Nach dem mit der HOAI verfolgten Zweck, wie er auch in der Amtlichen Begründung erläutert worden ist, sollen die Vertragsparteien ihre Vereinbarungen gerade deshalb bei der Auftragserteilung treffen, damit spätere Unklarheiten und Streitigkeiten vermieden werden (BRDrucks. 270/76 vom 9. April 1976 - zu § 4, abgedruckt bei Hesse/Korbion/Mantscheff, HOAI, 2. Aufl., S. 1049). Nur wenn der Architekt seine Tätigkeit bereits beendet hat, ist ausgeschlossen, daß der Streit über die Höhe des geschuldeten Honorars zu einer die Ausführung des Auftrags gefährdenden positiven Vertragsverletzung führt. Nur dann besteht auch lediglich geringe Gefahr, daß einer der Beteiligten die Zulässigkeit eines Vergleichs über Abrechnungsfaktoren, die schon bei der Auftragserteilung hätten vereinbart werden können, dazu mißbraucht, um nachträglich sachfremde Vertragsänderungen zu erreichen. Hat dagegen - wie hier - der Architekt seine Tätigkeit noch nicht beendet, könnte die Zulässigkeit eines Vergleichs derartige Vertragsänderungen geradezu provozieren. Der insbesondere mit § 4 Abs. 4 HOAI verfolgte Zweck wäre verfehlt.
d)
Entgegen der Ansicht, die der Beklagte in seiner Revisionserwiderung vertreten hat, ist auch ohne Belang, daß die Beteiligten sich am 26. Juli 1979 zugleich über Umfang und Fälligkeit der nächsten Abschlagszahlung geeinigt haben. Dabei kann dahinstehen, ob die Verständigung hierüber aus Rechtsgründen nicht zu beanstanden gewesen wäre, falls sie nicht auch - wie hier - auf der unwirksamen Vereinbarung neuer Berechnungsfaktoren beruht hätte. Der "Vergleich" hierüber wurde dadurch jedenfalls nicht zulässig.
3.
Vergeblich macht der Beklagte in seiner Revisionserwiderung schließlich geltend, daß die Beteiligten sich auch nach Beendigung der Architektentätigkeit noch, nämlich im Zusammenhang mit der Bezahlung der Schlußrechnung vom 21. April 1982 bzw. vom 5. Mai 1982, auf ein von den Mindestsätzen abweichendes Honorar geeinigt hätten. Dieser "Vergleich" beruhte ausdrücklich auf der "Vereinbarung mit Herrn K."; er ließ die "Honorarzone III mitte", den "25 % Umbauzuschlag" und die Erstattung der Umsatzsteuer unangetastet. Hätten die Beteiligten die Unwirksamkeit jener Vereinbarung gekannt, wäre es zu der Verständigung über die Schlußrechnung jedenfalls in den hier strittigen Punkten nicht gekommen; auch dieser zweite "Vergleich" ist daher unwirksam (§ 779 Abs. 1 BGB).
4.
Der Beklagte ist nach alledem um die der Höhe nach unstreitigen Überzahlungen von 1.910,50 DM (Abweichung von den Mindestsätzen der Honorarzone III), 5.827,02 DM (Umbauzuschlag) und 2.468,61 DM (Umsatzsteuer), insgesamt also um 10.206,13 DM ungerechtfertigt bereichert. Diesen Betrag hat er an den Kläger herauszugeben (§ 812 Abs. 1 Satz 1 BGB).

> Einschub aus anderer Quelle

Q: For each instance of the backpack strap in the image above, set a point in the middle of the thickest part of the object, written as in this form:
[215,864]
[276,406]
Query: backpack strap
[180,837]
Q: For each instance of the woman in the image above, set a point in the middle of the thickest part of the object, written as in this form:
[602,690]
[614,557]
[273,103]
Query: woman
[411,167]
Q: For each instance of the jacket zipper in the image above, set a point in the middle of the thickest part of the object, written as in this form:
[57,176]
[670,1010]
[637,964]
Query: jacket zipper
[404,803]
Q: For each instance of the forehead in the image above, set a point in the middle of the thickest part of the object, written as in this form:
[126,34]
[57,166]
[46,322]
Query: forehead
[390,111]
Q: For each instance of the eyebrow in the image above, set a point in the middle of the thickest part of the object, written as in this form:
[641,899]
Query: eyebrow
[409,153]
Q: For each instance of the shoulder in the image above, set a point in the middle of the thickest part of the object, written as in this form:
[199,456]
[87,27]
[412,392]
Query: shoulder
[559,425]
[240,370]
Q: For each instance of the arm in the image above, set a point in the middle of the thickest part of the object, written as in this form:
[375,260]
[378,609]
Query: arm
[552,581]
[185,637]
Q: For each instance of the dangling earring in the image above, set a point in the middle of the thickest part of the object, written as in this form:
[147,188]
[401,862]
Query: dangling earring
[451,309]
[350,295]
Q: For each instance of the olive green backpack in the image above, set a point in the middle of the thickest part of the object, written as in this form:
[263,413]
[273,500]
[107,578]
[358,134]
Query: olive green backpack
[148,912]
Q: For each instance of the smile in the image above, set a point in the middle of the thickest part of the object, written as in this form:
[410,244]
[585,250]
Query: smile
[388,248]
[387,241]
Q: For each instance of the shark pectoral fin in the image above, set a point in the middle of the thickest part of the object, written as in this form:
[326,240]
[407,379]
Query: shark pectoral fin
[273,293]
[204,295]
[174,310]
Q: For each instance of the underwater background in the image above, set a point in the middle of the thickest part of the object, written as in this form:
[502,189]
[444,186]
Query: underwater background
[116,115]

Zinsen kann der Kläger allerdings erst für die Zeit seit Rechtshängigkeit beanspruchen (§§ 818 Abs. 4, 246, 288 Abs. 1, 291 Satz 1 BGB). Dafür, daß hier die Voraussetzungen des § 819 Abs. 1 BGB vorgelegen hätten, ist nichts ersichtlich. Der weitergehende Zinsanspruch ist daher abzuweisen.
Unter Aufhebung der angefochtenen Urteile im übrigen ist der Beklagte danach zur Zahlung von 10.206,13 DM nebst 4 % Zinsen seit dem 8. Mai 1985 zu verurteilen.
5.
Die Kostenentscheidung beruht auf den §§ 91, 92 Abs. 2 ZPO.
Recken
Doerry
Obenhaus
RiBGH Prof. Quack ist im Urlaub und kann daher nicht unterschreiben.